El Gobierno argentino prorrogó hasta el 15 de diciembre de 2026 la concesión de los complejos hidroeléctricos El Cadillal, Escaba y Pueblo Viejo en la provincia de Tucumá

El Gobierno argentino, a través de la Secretaría de Energía, ha dispuesto una prórroga de la concesión de los complejos hidroeléctricos El Cadillal, Escaba y Pueblo Viejo, ubicados en la provincia de Tucumán. La concesionaria, Hidroeléctrica Tucumán S.A., deberá continuar operando las instalaciones y cumpliendo todas las obligaciones contractuales hasta el 15 de diciembre de 2026. Esta decisión se tomó mediante la Resolución 168/2026, invocando el artículo 67.1 del contrato de concesión, ante el vencimiento del plazo original de treinta años, que se cumplió el 30 de julio de 2026, fecha en que la toma de posesión había ocurrido en 1996.

La medida busca fundamentalmente preservar la seguridad de las personas y de los bienes asociados a la operación de estas infraestructuras críticas. La Ley 15.336, en su artículo 21 bis, establece que, al término de cualquier concesión hidroeléctrica, el Estado nacional debe convocar a una licitación pública de alcance nacional e internacional para otorgar una nueva. Este marco legal ya fue invocado recientemente por la misma Secretaría de Energía para la licitación de Los Nihuiles en conjunto con la provincia de Mendoza, un activo de mucha mayor envergadura.

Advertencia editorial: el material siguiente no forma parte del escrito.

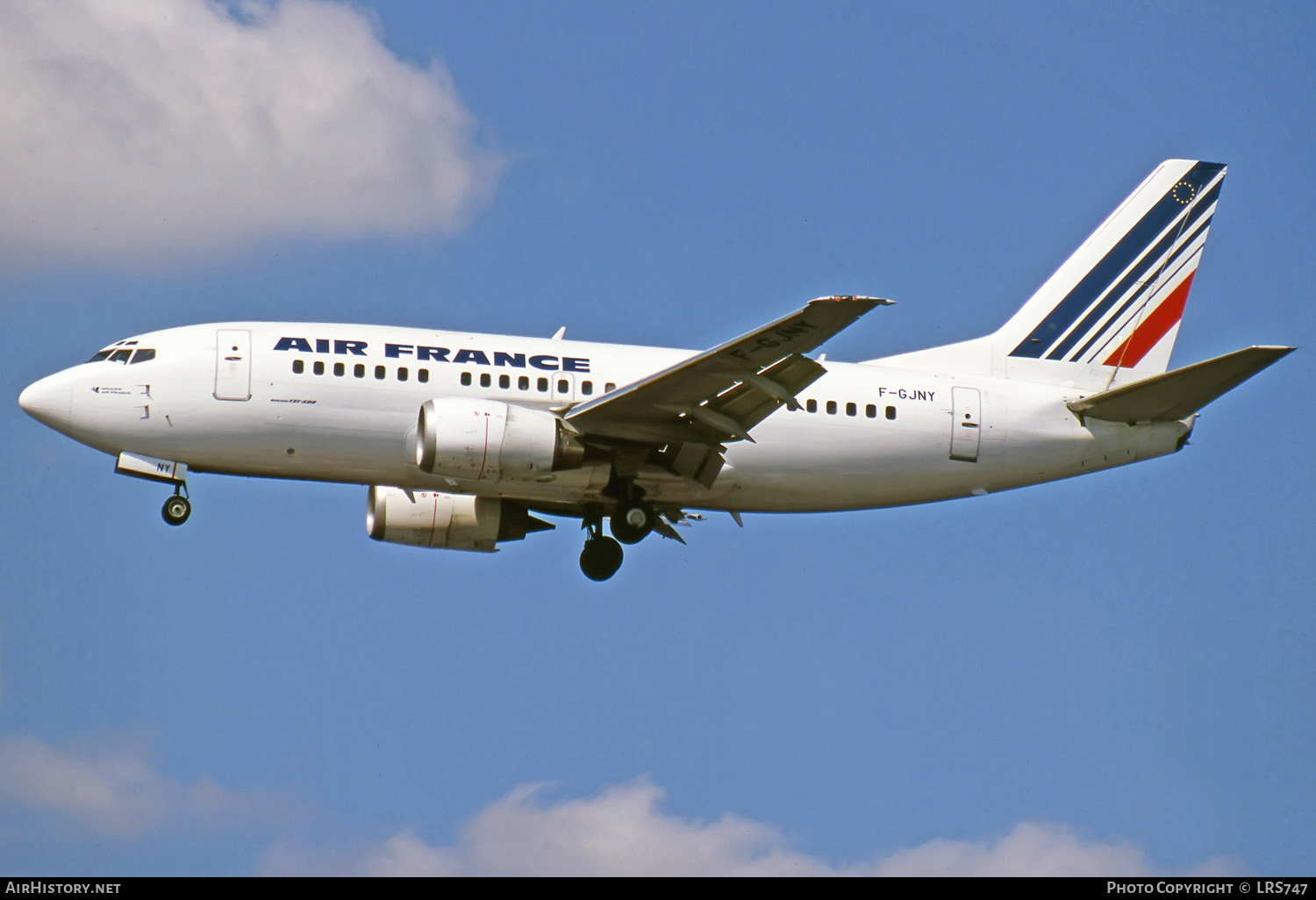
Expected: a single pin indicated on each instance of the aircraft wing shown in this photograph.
(721, 394)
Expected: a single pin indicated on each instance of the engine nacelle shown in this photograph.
(455, 521)
(486, 441)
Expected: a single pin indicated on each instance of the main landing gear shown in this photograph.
(602, 555)
(632, 520)
(176, 508)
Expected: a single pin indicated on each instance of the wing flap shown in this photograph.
(1173, 396)
(720, 394)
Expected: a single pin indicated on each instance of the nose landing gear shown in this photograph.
(176, 508)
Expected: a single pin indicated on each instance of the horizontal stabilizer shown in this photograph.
(1173, 396)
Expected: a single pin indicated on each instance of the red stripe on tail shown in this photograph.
(1150, 332)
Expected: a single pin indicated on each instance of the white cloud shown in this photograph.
(621, 831)
(147, 131)
(115, 791)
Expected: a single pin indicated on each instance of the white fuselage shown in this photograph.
(339, 403)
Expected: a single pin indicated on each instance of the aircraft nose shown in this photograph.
(49, 402)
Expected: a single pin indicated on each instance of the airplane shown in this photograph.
(463, 439)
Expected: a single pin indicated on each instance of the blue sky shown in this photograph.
(1111, 673)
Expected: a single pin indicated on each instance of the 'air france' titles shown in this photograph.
(420, 353)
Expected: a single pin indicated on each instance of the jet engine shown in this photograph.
(486, 441)
(455, 521)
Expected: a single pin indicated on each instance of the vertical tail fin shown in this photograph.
(1112, 310)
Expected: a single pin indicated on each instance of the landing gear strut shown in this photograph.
(632, 521)
(176, 508)
(602, 555)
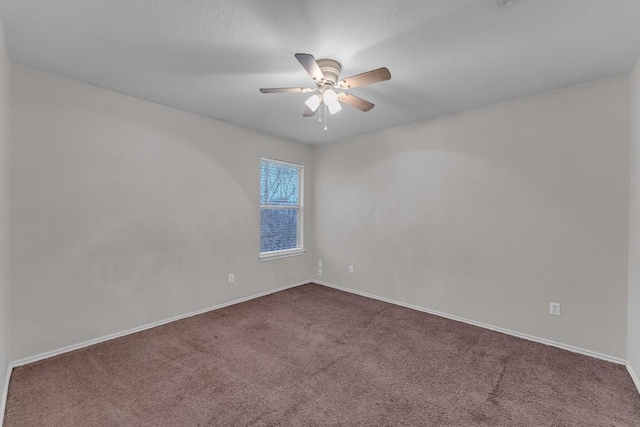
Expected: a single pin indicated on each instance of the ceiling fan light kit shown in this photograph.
(326, 74)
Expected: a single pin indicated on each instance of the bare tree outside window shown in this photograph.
(281, 206)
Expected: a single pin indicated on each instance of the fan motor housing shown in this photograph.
(331, 70)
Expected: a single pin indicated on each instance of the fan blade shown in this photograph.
(286, 89)
(308, 112)
(374, 76)
(309, 63)
(355, 102)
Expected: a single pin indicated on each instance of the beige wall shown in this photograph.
(126, 212)
(633, 336)
(5, 333)
(491, 214)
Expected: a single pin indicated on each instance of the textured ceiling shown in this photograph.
(211, 57)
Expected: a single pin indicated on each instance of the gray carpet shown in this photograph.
(315, 356)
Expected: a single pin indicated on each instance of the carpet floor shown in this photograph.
(315, 356)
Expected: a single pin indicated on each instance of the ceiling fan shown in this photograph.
(326, 75)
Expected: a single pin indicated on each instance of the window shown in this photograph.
(281, 201)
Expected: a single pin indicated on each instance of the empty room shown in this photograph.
(338, 213)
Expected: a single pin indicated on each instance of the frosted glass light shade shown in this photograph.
(313, 102)
(331, 100)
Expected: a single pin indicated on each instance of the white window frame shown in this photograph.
(299, 249)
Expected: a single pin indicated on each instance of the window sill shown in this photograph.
(268, 256)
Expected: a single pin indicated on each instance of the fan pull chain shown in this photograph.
(326, 118)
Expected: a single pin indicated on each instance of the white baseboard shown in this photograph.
(48, 354)
(5, 393)
(634, 377)
(482, 325)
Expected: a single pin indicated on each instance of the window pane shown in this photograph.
(278, 229)
(279, 184)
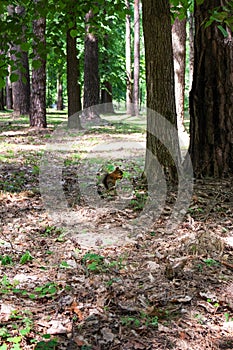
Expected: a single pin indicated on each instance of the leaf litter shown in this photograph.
(159, 290)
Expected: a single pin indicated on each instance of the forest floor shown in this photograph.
(83, 272)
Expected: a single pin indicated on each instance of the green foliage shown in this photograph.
(47, 345)
(26, 257)
(142, 319)
(49, 289)
(211, 262)
(93, 261)
(6, 260)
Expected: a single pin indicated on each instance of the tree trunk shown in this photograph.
(2, 100)
(211, 103)
(179, 54)
(106, 97)
(59, 93)
(162, 136)
(91, 70)
(38, 90)
(106, 91)
(9, 97)
(73, 86)
(136, 58)
(191, 48)
(21, 87)
(129, 95)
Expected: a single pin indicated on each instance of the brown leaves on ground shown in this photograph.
(158, 291)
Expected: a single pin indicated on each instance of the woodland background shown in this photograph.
(161, 289)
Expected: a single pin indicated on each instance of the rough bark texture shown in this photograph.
(106, 91)
(160, 82)
(106, 97)
(2, 98)
(191, 48)
(136, 58)
(129, 95)
(38, 87)
(211, 98)
(59, 93)
(179, 50)
(91, 69)
(73, 86)
(21, 87)
(9, 98)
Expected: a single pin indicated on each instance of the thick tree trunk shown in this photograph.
(129, 94)
(211, 102)
(136, 58)
(106, 97)
(2, 100)
(160, 87)
(21, 87)
(73, 86)
(191, 48)
(9, 98)
(59, 93)
(38, 89)
(91, 70)
(179, 54)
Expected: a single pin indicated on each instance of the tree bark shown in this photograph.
(73, 86)
(106, 91)
(38, 89)
(179, 55)
(211, 102)
(129, 94)
(136, 58)
(160, 87)
(59, 92)
(2, 100)
(191, 48)
(91, 70)
(21, 87)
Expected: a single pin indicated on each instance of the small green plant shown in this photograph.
(6, 260)
(211, 262)
(49, 289)
(26, 257)
(50, 344)
(93, 261)
(227, 317)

Los complejos de Tucumán representan una parte de menor escala dentro de las concesiones hidroeléctricas privatizadas en la década de los noventa. Según el Organismo Regulador de Seguridad de Presas (ORSEP), El Cadillal cuenta con una potencia instalada de 13 MW y una generación media anual de 48 GWh, mientras que Escaba posee 18 MW y 69 GWh. La concesionaria declara un total de 52 MW para los tres complejos y una producción anual de 170.000 MWh. En comparación, otras concesiones vencidas, como el Sistema Diamante (388 MW), también han sido prorrogadas, y Piedra del Águila fue adjudicada por 245 millones de dólares.

Es importante destacar que el valor de estas tres presas no radica únicamente en su capacidad de generación eléctrica. El ORSEP señala que los usos predominantes para El Cadillal y Escaba incluyen la atenuación de crecidas, el riego y, en tercer lugar, la generación eléctrica. Estas dos obras, cuyas operaciones iniciaron en 1948 (Escaba) y 1966 (El Cadillal), son vitales para la regulación hídrica de la llanura tucumana, además de contribuir al despacho de energía al sistema interconectado nacional. La prórroga asegura la continuidad de estos servicios esenciales mientras se define su futuro a largo plazo.